Atrophic vaginitis can be diagnosed by your doctor through a few simple tests. The most common treatment is estrogen replacement therapy, and this treatment is recommended if symptoms are severe. Topical estrogen and oral estrogen are possible treatment options, but oral estrogen can lead to the development of endometrial cancer if it is not combined with progestin to balance your hormone levels.

4.    Vulvovaginitis

Vulvovaginitis is another type of infection that effects the vulva and vagina. It is a common condition that affects women of all ages and can be caused by a variety of different things, including:

  • Viruses
  • Bacteria
  • Yeast
  • Parasites
  • Allergens
  • Sexually transmitted infections
  • Chemical irritants
  • Environmental issues

Bacteria and yeast are the most common causes of this infection, although human papillomavirus (HPV) and parasites, like lice and pinworms, are also common.

Some of the most common symptoms of vulvovaginitis include:

  • Genital itching
  • Irritation in the genital area
  • Foul odor
  • Inflammation
  • Increase in discharge levels
  • Painful urination

Vulvovaginitis can cause you to secrete more discharge, and that discharge is usually thick with a foul smell.

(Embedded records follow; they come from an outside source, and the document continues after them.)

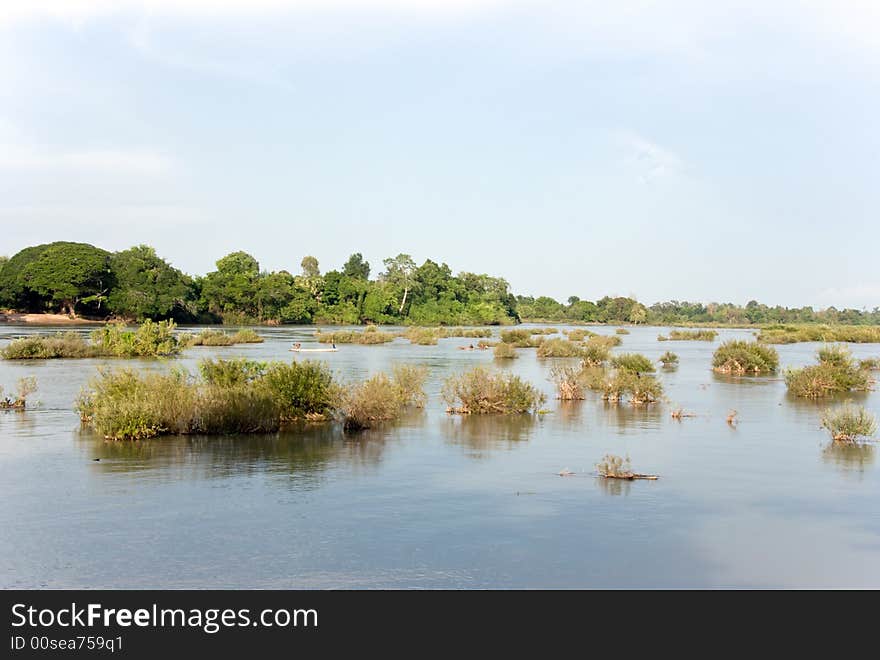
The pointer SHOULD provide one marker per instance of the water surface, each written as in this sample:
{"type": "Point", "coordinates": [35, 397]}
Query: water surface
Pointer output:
{"type": "Point", "coordinates": [441, 501]}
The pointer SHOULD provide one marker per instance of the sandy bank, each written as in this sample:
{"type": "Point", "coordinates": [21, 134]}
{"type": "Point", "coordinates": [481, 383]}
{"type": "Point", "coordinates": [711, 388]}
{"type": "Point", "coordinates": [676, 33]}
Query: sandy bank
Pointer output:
{"type": "Point", "coordinates": [44, 319]}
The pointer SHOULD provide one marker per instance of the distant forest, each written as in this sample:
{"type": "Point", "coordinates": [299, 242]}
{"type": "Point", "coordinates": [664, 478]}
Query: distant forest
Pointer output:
{"type": "Point", "coordinates": [136, 284]}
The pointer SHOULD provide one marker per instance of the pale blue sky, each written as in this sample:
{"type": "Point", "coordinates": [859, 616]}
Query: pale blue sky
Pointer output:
{"type": "Point", "coordinates": [679, 149]}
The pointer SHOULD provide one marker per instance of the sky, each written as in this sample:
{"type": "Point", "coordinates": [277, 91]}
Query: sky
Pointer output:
{"type": "Point", "coordinates": [689, 150]}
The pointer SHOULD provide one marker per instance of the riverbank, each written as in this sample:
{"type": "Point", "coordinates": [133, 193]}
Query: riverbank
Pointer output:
{"type": "Point", "coordinates": [45, 319]}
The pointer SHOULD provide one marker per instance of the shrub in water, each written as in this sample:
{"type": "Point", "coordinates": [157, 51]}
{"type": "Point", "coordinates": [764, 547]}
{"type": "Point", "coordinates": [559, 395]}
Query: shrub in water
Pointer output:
{"type": "Point", "coordinates": [742, 357]}
{"type": "Point", "coordinates": [848, 423]}
{"type": "Point", "coordinates": [26, 386]}
{"type": "Point", "coordinates": [635, 362]}
{"type": "Point", "coordinates": [692, 335]}
{"type": "Point", "coordinates": [568, 383]}
{"type": "Point", "coordinates": [481, 391]}
{"type": "Point", "coordinates": [505, 351]}
{"type": "Point", "coordinates": [669, 359]}
{"type": "Point", "coordinates": [302, 389]}
{"type": "Point", "coordinates": [558, 347]}
{"type": "Point", "coordinates": [836, 372]}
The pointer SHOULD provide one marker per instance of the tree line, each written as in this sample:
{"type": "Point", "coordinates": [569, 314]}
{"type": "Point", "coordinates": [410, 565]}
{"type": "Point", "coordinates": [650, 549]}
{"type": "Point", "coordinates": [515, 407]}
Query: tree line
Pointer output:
{"type": "Point", "coordinates": [137, 284]}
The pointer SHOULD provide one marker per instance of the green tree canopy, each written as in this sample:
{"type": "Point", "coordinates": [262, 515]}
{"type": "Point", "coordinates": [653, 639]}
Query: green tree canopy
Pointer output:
{"type": "Point", "coordinates": [148, 287]}
{"type": "Point", "coordinates": [356, 267]}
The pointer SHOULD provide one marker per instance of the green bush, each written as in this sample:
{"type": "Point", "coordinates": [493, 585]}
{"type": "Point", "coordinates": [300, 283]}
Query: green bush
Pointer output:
{"type": "Point", "coordinates": [692, 335]}
{"type": "Point", "coordinates": [635, 362]}
{"type": "Point", "coordinates": [640, 389]}
{"type": "Point", "coordinates": [569, 386]}
{"type": "Point", "coordinates": [26, 386]}
{"type": "Point", "coordinates": [669, 359]}
{"type": "Point", "coordinates": [504, 351]}
{"type": "Point", "coordinates": [232, 396]}
{"type": "Point", "coordinates": [60, 345]}
{"type": "Point", "coordinates": [790, 334]}
{"type": "Point", "coordinates": [558, 347]}
{"type": "Point", "coordinates": [481, 391]}
{"type": "Point", "coordinates": [836, 372]}
{"type": "Point", "coordinates": [742, 357]}
{"type": "Point", "coordinates": [302, 390]}
{"type": "Point", "coordinates": [848, 423]}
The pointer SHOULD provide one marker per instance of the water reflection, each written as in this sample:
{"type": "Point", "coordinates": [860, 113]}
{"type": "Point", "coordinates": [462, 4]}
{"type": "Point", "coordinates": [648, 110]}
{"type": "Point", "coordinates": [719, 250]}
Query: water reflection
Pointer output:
{"type": "Point", "coordinates": [615, 487]}
{"type": "Point", "coordinates": [302, 452]}
{"type": "Point", "coordinates": [624, 417]}
{"type": "Point", "coordinates": [849, 458]}
{"type": "Point", "coordinates": [480, 434]}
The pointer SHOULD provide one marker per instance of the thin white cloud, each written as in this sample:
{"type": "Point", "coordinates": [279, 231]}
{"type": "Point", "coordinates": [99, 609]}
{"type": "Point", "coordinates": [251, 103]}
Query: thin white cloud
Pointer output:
{"type": "Point", "coordinates": [856, 296]}
{"type": "Point", "coordinates": [81, 11]}
{"type": "Point", "coordinates": [650, 160]}
{"type": "Point", "coordinates": [105, 161]}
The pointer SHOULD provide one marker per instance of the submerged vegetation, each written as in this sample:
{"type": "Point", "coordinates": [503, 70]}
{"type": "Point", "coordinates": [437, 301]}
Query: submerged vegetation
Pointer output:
{"type": "Point", "coordinates": [836, 372]}
{"type": "Point", "coordinates": [616, 467]}
{"type": "Point", "coordinates": [116, 340]}
{"type": "Point", "coordinates": [558, 347]}
{"type": "Point", "coordinates": [669, 360]}
{"type": "Point", "coordinates": [480, 391]}
{"type": "Point", "coordinates": [112, 340]}
{"type": "Point", "coordinates": [18, 401]}
{"type": "Point", "coordinates": [849, 423]}
{"type": "Point", "coordinates": [504, 351]}
{"type": "Point", "coordinates": [218, 338]}
{"type": "Point", "coordinates": [370, 335]}
{"type": "Point", "coordinates": [690, 335]}
{"type": "Point", "coordinates": [232, 396]}
{"type": "Point", "coordinates": [738, 358]}
{"type": "Point", "coordinates": [381, 398]}
{"type": "Point", "coordinates": [790, 334]}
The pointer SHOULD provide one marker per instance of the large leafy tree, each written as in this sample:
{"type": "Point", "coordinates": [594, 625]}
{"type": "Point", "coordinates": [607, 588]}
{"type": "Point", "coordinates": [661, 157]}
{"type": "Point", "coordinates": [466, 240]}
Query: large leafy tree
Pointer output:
{"type": "Point", "coordinates": [356, 267]}
{"type": "Point", "coordinates": [232, 288]}
{"type": "Point", "coordinates": [61, 276]}
{"type": "Point", "coordinates": [400, 272]}
{"type": "Point", "coordinates": [147, 286]}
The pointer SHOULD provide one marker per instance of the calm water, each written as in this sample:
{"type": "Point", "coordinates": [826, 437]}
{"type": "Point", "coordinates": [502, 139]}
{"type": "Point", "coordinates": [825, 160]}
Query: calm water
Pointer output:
{"type": "Point", "coordinates": [438, 501]}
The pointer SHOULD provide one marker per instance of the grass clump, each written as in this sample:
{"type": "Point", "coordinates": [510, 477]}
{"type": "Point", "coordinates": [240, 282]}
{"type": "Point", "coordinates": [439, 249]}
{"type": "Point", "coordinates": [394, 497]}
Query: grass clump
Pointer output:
{"type": "Point", "coordinates": [608, 341]}
{"type": "Point", "coordinates": [738, 358]}
{"type": "Point", "coordinates": [25, 387]}
{"type": "Point", "coordinates": [836, 372]}
{"type": "Point", "coordinates": [634, 362]}
{"type": "Point", "coordinates": [849, 423]}
{"type": "Point", "coordinates": [595, 353]}
{"type": "Point", "coordinates": [505, 351]}
{"type": "Point", "coordinates": [578, 334]}
{"type": "Point", "coordinates": [870, 364]}
{"type": "Point", "coordinates": [623, 383]}
{"type": "Point", "coordinates": [568, 381]}
{"type": "Point", "coordinates": [692, 335]}
{"type": "Point", "coordinates": [558, 347]}
{"type": "Point", "coordinates": [370, 336]}
{"type": "Point", "coordinates": [669, 359]}
{"type": "Point", "coordinates": [112, 340]}
{"type": "Point", "coordinates": [481, 391]}
{"type": "Point", "coordinates": [60, 345]}
{"type": "Point", "coordinates": [615, 467]}
{"type": "Point", "coordinates": [381, 398]}
{"type": "Point", "coordinates": [790, 334]}
{"type": "Point", "coordinates": [422, 336]}
{"type": "Point", "coordinates": [230, 396]}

If you have any of the symptoms above, see your doctor immediately. He or she can diagnose your condition through a pap test. If you do have vulvovaginitis, your doctor will prescribe you an appropriate treatment, which may include oral antibiotics, antifungal pills, antibiotic or antifungal creams, or oral antihistamines.

5.    Bacterial Vaginosis

As its name implies, bacterial vaginosis is a vaginal infection caused by bacteria overgrowth. Bacterial vaginosis is one of the most common types of vaginal infections in women between 15 and 44 years of age. In fact, 1 million pregnant women develop bacterial vaginosis every year.

The good news is that this condition is mild and easily treatable. However, if left untreated, it can increase your risk of contracting a sexually transmitted infection or experiencing complications during pregnancy.

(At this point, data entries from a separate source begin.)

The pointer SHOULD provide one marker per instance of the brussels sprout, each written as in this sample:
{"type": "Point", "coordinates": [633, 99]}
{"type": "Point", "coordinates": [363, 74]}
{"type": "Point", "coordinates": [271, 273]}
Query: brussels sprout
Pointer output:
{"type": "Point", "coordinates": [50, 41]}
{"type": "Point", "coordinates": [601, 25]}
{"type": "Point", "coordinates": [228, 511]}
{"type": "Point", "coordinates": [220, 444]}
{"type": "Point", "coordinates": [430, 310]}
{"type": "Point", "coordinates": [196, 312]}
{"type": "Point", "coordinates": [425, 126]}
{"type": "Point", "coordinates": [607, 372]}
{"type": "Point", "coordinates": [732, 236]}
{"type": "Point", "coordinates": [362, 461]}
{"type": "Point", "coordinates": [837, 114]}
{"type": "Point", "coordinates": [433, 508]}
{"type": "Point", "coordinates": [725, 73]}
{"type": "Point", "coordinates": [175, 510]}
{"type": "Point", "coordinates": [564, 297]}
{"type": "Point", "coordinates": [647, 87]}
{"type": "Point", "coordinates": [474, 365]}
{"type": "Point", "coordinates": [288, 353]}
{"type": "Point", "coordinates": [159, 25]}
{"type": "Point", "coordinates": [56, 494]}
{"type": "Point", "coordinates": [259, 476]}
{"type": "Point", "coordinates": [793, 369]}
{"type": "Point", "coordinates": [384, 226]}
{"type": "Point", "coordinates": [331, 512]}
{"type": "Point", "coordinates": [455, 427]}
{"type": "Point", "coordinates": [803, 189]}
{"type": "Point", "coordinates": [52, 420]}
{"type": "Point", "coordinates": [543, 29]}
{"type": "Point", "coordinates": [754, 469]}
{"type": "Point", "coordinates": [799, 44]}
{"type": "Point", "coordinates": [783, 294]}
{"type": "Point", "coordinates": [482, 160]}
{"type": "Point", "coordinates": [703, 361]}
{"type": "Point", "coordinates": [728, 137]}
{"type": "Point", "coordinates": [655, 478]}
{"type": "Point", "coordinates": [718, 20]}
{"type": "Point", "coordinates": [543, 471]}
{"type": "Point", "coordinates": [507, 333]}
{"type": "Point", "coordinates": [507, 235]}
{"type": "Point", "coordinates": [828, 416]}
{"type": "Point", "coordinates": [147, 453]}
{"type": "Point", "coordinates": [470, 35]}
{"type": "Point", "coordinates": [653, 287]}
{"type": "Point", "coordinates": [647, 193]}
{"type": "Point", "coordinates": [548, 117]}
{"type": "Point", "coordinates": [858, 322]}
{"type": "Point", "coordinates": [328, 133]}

Roughly 50% to 75% of women with bacterial vaginosis never experience any symptoms. When symptoms do occur, the most common ones include:

  • Abnormal discharge

Typically, the discharge is white or dull gray in color and thin, although it can appear to be thick in some cases. The discharge is usually accompanied with a fishlike, foul odor.

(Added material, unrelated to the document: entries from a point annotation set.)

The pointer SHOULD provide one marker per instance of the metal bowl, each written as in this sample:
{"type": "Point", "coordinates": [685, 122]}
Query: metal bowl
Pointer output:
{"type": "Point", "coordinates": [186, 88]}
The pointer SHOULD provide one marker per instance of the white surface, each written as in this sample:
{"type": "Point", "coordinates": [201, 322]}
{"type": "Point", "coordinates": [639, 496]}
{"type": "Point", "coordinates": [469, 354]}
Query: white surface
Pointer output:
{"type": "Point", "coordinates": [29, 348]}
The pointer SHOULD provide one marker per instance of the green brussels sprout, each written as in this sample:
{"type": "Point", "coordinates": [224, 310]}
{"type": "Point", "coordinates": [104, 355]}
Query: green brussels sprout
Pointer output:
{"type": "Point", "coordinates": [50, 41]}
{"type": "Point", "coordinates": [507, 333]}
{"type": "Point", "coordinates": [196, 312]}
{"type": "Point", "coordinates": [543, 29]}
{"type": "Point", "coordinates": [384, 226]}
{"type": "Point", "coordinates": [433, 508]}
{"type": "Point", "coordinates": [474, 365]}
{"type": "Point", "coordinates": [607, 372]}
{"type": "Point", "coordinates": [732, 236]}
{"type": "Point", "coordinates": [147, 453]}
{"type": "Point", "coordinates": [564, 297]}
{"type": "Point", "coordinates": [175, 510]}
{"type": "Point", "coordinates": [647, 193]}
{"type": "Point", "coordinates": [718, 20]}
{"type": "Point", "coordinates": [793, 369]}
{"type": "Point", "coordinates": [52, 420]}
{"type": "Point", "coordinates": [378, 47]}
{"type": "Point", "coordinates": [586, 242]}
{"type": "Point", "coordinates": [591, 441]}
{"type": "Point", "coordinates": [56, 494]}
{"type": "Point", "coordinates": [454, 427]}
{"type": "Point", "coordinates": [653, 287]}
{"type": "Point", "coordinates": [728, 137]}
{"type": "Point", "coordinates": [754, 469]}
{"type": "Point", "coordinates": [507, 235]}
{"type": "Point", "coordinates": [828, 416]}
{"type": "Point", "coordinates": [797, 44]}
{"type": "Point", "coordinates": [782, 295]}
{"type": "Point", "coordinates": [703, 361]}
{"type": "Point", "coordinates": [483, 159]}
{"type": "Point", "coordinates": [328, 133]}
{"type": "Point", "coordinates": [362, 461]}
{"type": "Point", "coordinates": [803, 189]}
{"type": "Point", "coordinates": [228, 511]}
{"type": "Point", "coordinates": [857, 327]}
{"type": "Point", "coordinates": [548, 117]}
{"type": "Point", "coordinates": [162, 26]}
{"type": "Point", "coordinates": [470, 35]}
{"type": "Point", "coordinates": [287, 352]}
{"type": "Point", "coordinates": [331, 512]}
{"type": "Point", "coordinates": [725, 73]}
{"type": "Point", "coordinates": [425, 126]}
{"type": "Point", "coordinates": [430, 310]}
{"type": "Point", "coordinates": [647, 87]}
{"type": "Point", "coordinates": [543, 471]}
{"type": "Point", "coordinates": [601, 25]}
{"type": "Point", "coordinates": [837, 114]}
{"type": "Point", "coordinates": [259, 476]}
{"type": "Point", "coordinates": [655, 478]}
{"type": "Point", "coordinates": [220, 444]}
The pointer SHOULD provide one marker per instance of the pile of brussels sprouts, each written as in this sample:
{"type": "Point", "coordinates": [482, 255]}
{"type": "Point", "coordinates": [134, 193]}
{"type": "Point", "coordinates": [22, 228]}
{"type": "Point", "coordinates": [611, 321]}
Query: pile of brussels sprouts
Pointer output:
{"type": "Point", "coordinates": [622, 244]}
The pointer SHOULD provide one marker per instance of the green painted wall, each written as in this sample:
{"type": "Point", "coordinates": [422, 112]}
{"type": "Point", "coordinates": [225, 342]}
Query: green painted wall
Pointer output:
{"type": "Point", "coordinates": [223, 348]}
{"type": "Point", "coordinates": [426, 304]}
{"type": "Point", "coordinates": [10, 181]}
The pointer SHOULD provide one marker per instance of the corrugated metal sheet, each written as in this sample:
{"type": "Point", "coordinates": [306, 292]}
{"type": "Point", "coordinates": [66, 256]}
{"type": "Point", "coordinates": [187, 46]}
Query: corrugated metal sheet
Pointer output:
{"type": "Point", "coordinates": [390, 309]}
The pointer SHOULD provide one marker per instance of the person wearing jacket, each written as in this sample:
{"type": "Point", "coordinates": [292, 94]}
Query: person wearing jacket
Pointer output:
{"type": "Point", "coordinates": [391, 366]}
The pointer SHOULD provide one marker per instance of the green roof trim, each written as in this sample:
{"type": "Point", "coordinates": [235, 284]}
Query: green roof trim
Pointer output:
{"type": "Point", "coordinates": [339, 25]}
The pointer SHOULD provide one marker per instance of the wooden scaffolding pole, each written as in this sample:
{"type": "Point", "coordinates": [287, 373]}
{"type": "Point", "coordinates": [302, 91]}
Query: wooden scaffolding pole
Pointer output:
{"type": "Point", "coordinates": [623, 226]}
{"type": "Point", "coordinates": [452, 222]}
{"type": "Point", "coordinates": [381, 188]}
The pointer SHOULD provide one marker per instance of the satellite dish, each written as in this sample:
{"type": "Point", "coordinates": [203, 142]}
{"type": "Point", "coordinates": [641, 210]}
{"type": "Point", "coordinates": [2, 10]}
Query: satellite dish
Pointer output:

Bacterial vaginosis can be caused by a number of different things, including:

  • Overuse of antibiotics
  • Unprotected sex
  • Having multiple sex partners
  • Douching
  • Overuse of vaginal medications

To diagnose this condition, your doctor will perform a pelvic exam and ask about your medical history. Treatment usually comes in the form antibiotics, such as tinidazole, metronidazole, clindamycin. In addition, your doctor may also recommend a new personal hygiene routine to prevent future infections and allow the current one to heal properly.

Although thick white discharge can be perfectly normal, there are instances when an underlying medical issue is to blame. In this case, it’s important to see your doctor right away to ensure that your condition is properly diagnosed and treated. If left untreated, these medical conditions can lead to complications later on down the road.